The role of genetics in mental illness is a complex subject. On the one hand, evidence of genetic and biological causes of mental illness can help combat the stigma often associated with it. On the other hand, certain researchers have suggested that a focus on genetics rather than traumatic life events may risk ignoring or amplifying the social ills that underlie many mental illnesses.

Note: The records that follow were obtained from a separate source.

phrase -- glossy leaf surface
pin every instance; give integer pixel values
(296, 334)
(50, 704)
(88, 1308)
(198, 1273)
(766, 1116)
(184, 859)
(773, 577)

Despite some ambiguous feelings, the work has continued. A genetic study recently published in Natural genetics describes the results of the work of as many as 190 scientists around the world. It describes an in-depth exploration of three separate traits: depression, neuroticism (the tendency to easily experience anxiety and fear), and subjective well-being (an experience of satisfaction and/or happiness in life). They found evidence to suggest that these three traits are influenced by some of the same genes and are related to the pancreas, adrenal gland and central nervous system.
Small cumulative effects
Psychology researcher Richard Bentall argues that genetic studies are fruitless; so many genes have been identified as playing a role in mental illness that their medical utility is diluted. And even if the genetics are simple, it’s not always helpful. “Think of Huntington’s disease, a devastating degenerative neurological disorder caused by a single dominant gene with a known biological function,” he writes. “Many years after this gene was discovered, there is still no sign of a medical therapy for this simplest of all genetic disorders.”
But the medical benefit of genetic studies does not begin and end with gene therapy. Understanding genetic factors that contribute to mental illness can help us better understand the disorders themselves, and shed light on the factors that influence them.
In a genome-wide association study (GWAS) like this one, the researchers look at differences across people’s genomes, trying to find the differences that might be of significance. We already know locations in the human genome where there is variation between people; by examining all of these locations in enough people, it is possible to identify the variants that are more common in people who have a disease.
It is important to realize that this does not mean that this variant is “the gene for depression” or something as simple as that; it could just be in a stretch of DNA near a relevant gene. And the gene itself may be less of a cause than an influence; multiple genetic influences often interact with each other and with the environment, creating a complex causal picture.
Nevertheless, the results of GWAS are a huge step towards unraveling this complex causal chain. As it becomes possible to study more and more people, it also becomes possible for each GWAS to detect weaker and weaker influences. Each genetic variant can be associated with only a small change in the overall risk level, but with large groups of people it is possible to detect more variants, creating a more comprehensive picture.
Relationships between properties
Until this study, very few genetic variants had been found associated with depression and neuroticism. The authors suggest that this could be due to small sample sizes lacking the power to detect very small, subtle effects. While previous research has linked subjective well-being with depression, it itself has not received much GWAS attention.
The researchers began by analyzing the subjective well-being of nearly 300,000 people, finding three genetic variants common to people with similar levels of satisfaction. After analyzing neuroticism in more than 170,000 people and depression in more than 180,000 people, they came up with similar results: two genetic variants associated with depression and 11 associated with neuroticism. They replicated the test for depression in nearly 370,000 23andMe customers and found the same thing.
The surprise came when the analyzes revealed strong genetic correlations within the three traits, suggesting they are all influenced by an overlapping set of genes. When they looked at what the genes involved do, they found that subjective well-being and depression were both linked to genes needed in pancreatic and adrenal tissue.
A comparison with several other conditions (including schizophrenia and coronary heart disease) consistently revealed the same patterns. For example, all three original disorders were strongly genetically linked to anxiety disorders.
While the variety of conditions associated with these genes is significant, each of the variants found in this study has a vanishingly small effect on its own. “These effect sizes imply that explaining even a modest fraction of heritability will require hundreds or (more likely) thousands of variants,” the authors write. It is likely that many variants in this study have escaped detection, but they may emerge in future studies as the sample size gets bigger and bigger.
Taken together, however, the results point to a picture in which a handful of genes contribute to a number of different mental illnesses and psychological traits. It’s possible that these genes don’t influence the traits themselves, but rather influence things like overall mood, which could underlie anything, the authors suggest. It’s far from a simple picture, but a study like this can give us a better idea of where to look to fill in the blanks.
Natural genetics2016. DOI: 10.1038/ng.3552 (About DOIs).
Disclosure: Six of the researchers on this article are from the University of Edinburgh, where the author is currently studying. None of them work with her or have any idea who she is.